The solution to helping students see clearly is simple: properly prescribed glasses. But as the Helen Keller team in Vietnam will tell you, the road to success is often blurry.
In rural Vietnam, one in five children don’t know that the blurry world they see every day isn’t supposed to look that way. They have an undiagnosed refractive error—the shape of their eye doesn’t bend light correctly—making the faces, books and scenery around them fuzzy. Left uncorrected, this vision loss can become irreversible, affecting grades, self-esteem and productivity.
“80% of students have no glasses or had old glasses,” says Pham Kim Ngoc, the country director for Helen Keller International in Vietnam.
The only optic shops were located in city centers, which can be inaccessible to poor families. But that wasn’t the only reason they weren’t going.
“Some places they think wearing glasses is bad because it will make your eyes worse, so they ask children to take medicine instead,” says Ngoc.
Her team saw an opportunity. In 2011, Helen Keller Intl piloted its ChildSight® program in the remote and mountainous Kon Tom Province. The challenges of getting started were as great as the need.
“There’s a big need for school-based services in Vietnam,” Ngoc says. Since many students are from poor agricultural households, schools often provide routine health check-ups for students.
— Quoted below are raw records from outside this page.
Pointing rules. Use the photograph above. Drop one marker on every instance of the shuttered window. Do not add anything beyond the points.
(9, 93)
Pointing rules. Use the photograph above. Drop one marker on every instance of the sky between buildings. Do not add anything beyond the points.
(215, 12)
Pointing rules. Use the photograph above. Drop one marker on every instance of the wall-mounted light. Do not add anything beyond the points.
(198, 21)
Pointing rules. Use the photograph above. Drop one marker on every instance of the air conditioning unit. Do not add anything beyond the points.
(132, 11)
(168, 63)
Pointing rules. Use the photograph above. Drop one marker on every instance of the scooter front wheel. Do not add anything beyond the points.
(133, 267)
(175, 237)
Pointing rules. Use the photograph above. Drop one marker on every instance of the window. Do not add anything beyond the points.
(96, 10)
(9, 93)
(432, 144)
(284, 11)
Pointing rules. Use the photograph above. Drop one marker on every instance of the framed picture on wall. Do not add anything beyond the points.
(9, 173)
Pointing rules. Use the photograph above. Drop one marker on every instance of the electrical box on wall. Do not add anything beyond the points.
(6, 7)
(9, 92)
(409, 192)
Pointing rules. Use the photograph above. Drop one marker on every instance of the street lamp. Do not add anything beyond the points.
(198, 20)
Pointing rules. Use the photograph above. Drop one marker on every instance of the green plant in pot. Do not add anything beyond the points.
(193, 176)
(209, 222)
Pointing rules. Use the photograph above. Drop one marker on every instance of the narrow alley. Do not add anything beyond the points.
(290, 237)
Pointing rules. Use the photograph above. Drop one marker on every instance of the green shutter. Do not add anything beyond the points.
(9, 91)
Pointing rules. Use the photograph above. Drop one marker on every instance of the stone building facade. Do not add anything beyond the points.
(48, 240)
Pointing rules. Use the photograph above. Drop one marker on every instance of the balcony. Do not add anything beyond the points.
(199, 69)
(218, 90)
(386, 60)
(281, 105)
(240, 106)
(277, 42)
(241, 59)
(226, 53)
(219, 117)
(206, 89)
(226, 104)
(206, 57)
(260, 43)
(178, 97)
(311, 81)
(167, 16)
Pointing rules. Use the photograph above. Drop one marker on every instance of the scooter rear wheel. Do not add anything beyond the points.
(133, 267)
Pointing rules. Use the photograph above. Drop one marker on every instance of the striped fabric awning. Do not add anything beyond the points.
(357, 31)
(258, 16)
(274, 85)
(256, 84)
Teachers and school health personnel were trained to competently screen students with Snellen eye charts, identify those in need of glasses to be seen by a visiting optometrist and refer students with more complex needs to specialists at partner hospitals.
“They are happy to receive the training,” Ngoc says of the teachers. “A lot have children they know have refractive errors.”
Once the program began, it turned out there was another player in need of training: community optical shops.
“At first we assumed they could assemble the glasses well, but when we did the follow up, we found that 60% were not,” Ngoc says.
As a result, the program has slowly amassed a network of trained optical shops throughout the province capable of producing eyeglasses meeting international standards of quality.
“Still now we try to always find private optical shops and if they are not qualified we send them for training,” Ngoc says.
Building shops’ capacity enabled others in the community to benefit, too—once the team trained them, too.
To overcome the perceptions about how to correct vision and help families understand their work, the program implemented a few marketing initiatives, even involving students in designing artwork.
“Students have been very happy,” Ngoc says of their involvement. “They’ve never had as much activity.”
Since the start of the program six years ago, more than 161,351 students have been screened. Operations have expanded to the capital of Hanoi thanks to partnerships with the Ha Dong Hospital and Hanoi Departments of Health and Education. And more children are seeing their potential than ever before.